How COVID-19 Has been the Car Industry

Almost every sector of the global economy is feeling the warm heat of the COVID-19 pandemic. The car industry also has had its fair share of the setbacks posed by this virus as people’s economic strength has been dramatically affected. Is it not when a person can work and make money that they will purchase cars? Since most people now have to stay at home, their primary need seems to have shifted to feeding and entertainment. So, it’s undoubtedly a trying period for car dealers and other businesses that depend on the sales of automobiles.

Car Industry

In April this year, one record has it that new car registration dropped by 97% in the UK. That’s no small figure, which only a global threat such as this respiratory illness could cause. The only moment the UK has experienced this abysmally reduced car sale was in 1992, and the current trend has to change; otherwise, it will surpass the more than two decades record.

How Car Insurance Companies are Affected

One industry that is directly hit by the low car sales currently is the car insurance industry. Since their existence and efficient running depends on people’s continual purchase of cars, they cannot but feel the heat of the moment. To think about car insurance now would mean that the present restrictions have been lifted and people can make enough money to purchase cars in the first place. Consequently, many UK car insurance companies such as Admiral are beginning to refund their customers partially.

Usage-Based Insurance

Given the fewer cars now plying the road and the reduction the travelling miles, several consumers are beginning to advocate for insurance packages based on how they use their cars.
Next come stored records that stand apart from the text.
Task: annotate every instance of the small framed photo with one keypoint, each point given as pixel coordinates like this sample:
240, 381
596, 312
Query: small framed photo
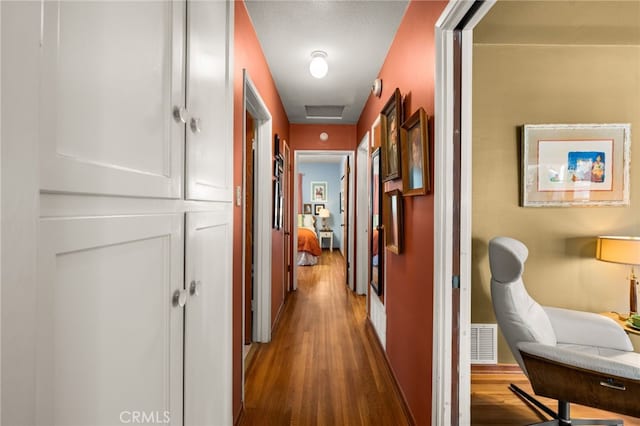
391, 119
393, 217
566, 165
319, 191
415, 155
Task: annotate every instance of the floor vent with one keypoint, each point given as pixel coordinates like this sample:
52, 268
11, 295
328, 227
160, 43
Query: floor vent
484, 343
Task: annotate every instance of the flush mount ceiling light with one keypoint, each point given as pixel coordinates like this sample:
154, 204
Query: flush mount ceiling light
318, 66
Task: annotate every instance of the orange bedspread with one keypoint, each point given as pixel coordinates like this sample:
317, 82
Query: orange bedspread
307, 241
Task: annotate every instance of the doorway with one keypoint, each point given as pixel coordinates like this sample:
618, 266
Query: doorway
339, 159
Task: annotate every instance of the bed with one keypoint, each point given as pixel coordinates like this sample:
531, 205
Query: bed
308, 245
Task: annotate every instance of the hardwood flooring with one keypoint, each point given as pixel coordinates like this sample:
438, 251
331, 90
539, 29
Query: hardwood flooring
323, 365
492, 403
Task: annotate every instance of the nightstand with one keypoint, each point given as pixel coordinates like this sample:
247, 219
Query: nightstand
326, 234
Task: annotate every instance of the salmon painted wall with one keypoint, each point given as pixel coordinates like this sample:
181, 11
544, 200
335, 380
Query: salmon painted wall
307, 136
248, 55
410, 66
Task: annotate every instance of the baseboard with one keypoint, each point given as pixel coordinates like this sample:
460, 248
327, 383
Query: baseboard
496, 369
398, 389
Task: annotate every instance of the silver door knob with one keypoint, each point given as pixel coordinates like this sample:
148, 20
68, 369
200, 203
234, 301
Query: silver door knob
179, 298
194, 123
179, 114
195, 288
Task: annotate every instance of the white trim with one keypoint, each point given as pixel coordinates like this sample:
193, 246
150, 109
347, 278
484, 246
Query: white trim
362, 210
443, 212
297, 154
254, 104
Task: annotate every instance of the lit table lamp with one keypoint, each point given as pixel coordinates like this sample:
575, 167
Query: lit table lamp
324, 214
624, 250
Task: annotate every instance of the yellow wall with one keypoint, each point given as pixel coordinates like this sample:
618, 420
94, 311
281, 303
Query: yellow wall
515, 84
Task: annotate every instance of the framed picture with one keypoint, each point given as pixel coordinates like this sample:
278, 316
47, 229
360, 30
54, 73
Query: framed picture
575, 165
392, 212
391, 119
319, 191
376, 230
415, 155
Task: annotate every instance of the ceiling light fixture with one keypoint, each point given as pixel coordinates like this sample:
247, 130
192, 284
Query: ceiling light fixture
318, 66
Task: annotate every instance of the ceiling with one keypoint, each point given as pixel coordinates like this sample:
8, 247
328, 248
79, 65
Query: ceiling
577, 22
355, 34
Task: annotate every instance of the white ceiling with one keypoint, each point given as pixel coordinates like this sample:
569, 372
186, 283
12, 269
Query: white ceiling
356, 35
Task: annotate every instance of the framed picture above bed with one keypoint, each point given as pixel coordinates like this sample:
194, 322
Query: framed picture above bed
319, 192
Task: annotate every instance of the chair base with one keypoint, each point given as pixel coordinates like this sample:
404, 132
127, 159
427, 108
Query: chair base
562, 417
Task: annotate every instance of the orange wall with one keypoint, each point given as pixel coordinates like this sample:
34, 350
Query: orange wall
248, 55
410, 66
307, 136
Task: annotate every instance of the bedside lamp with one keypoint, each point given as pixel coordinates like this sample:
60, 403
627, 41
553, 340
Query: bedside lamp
324, 214
624, 250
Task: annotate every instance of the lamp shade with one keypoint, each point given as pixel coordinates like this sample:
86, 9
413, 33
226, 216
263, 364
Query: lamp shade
619, 250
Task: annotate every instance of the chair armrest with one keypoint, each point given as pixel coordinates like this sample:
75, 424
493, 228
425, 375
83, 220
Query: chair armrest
587, 328
601, 364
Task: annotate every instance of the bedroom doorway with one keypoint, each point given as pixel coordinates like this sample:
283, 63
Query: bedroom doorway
334, 163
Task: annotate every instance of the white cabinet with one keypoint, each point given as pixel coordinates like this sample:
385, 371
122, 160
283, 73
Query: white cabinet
209, 93
111, 74
109, 340
208, 351
125, 174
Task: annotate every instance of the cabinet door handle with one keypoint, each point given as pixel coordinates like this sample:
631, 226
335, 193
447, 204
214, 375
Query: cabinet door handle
195, 288
179, 298
195, 125
179, 114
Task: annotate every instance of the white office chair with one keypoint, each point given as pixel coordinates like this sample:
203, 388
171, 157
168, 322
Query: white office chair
570, 356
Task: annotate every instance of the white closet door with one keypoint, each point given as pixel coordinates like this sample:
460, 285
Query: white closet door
110, 341
210, 100
208, 349
112, 73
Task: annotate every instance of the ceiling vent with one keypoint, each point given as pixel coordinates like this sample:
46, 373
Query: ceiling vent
324, 112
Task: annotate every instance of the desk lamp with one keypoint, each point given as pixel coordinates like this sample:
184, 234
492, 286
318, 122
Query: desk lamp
624, 250
324, 214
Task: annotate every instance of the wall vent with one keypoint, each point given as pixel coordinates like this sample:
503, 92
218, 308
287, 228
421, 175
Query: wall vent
484, 343
332, 112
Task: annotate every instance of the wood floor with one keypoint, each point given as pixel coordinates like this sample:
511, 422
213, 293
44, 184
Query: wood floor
492, 403
323, 366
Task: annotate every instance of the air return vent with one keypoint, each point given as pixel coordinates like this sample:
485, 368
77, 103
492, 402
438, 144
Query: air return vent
326, 112
484, 343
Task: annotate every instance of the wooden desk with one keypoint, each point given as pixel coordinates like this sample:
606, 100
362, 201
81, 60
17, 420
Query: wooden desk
623, 323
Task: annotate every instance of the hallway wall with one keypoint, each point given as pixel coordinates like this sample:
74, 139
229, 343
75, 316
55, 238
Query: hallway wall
249, 55
410, 66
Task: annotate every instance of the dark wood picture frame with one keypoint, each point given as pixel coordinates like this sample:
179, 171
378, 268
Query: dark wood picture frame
416, 177
376, 230
391, 121
393, 223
Of course, this sounds good for the customers but not necessarily for the insurance company. That’s because a reduction in the number of miles travelled or the number of cars on the road does not automatically amount to a reduction in risks. Factors such as a driver’s attitude and extent of carefulness can determine the degree of risks they are likely to face.

Public Transportation to Suffer

Due to social distancing now in place in the country and around the world, many people are sceptical about boarding public vehicles. For owners of these cars, it’s going to a real struggle to meet their daily financial target because of the reduction in the number of passengers they now have. The implication is that people will now prefer private cars to public ones, and this may increase the volume of cars on the road. Of course, in the final analysis, the car insurance industry may still laugh last with enough patience.

In a Nutshell

The COVID-19 wave is sweeping fast, and the car industry is not spared. Of course, transportation is an essential part of our daily lives, and cars must get proper insurance against hazards. But then, unless the present restriction is relaxed, it may be difficult for the industry to recuperate from the dangerous blow by this virus fully.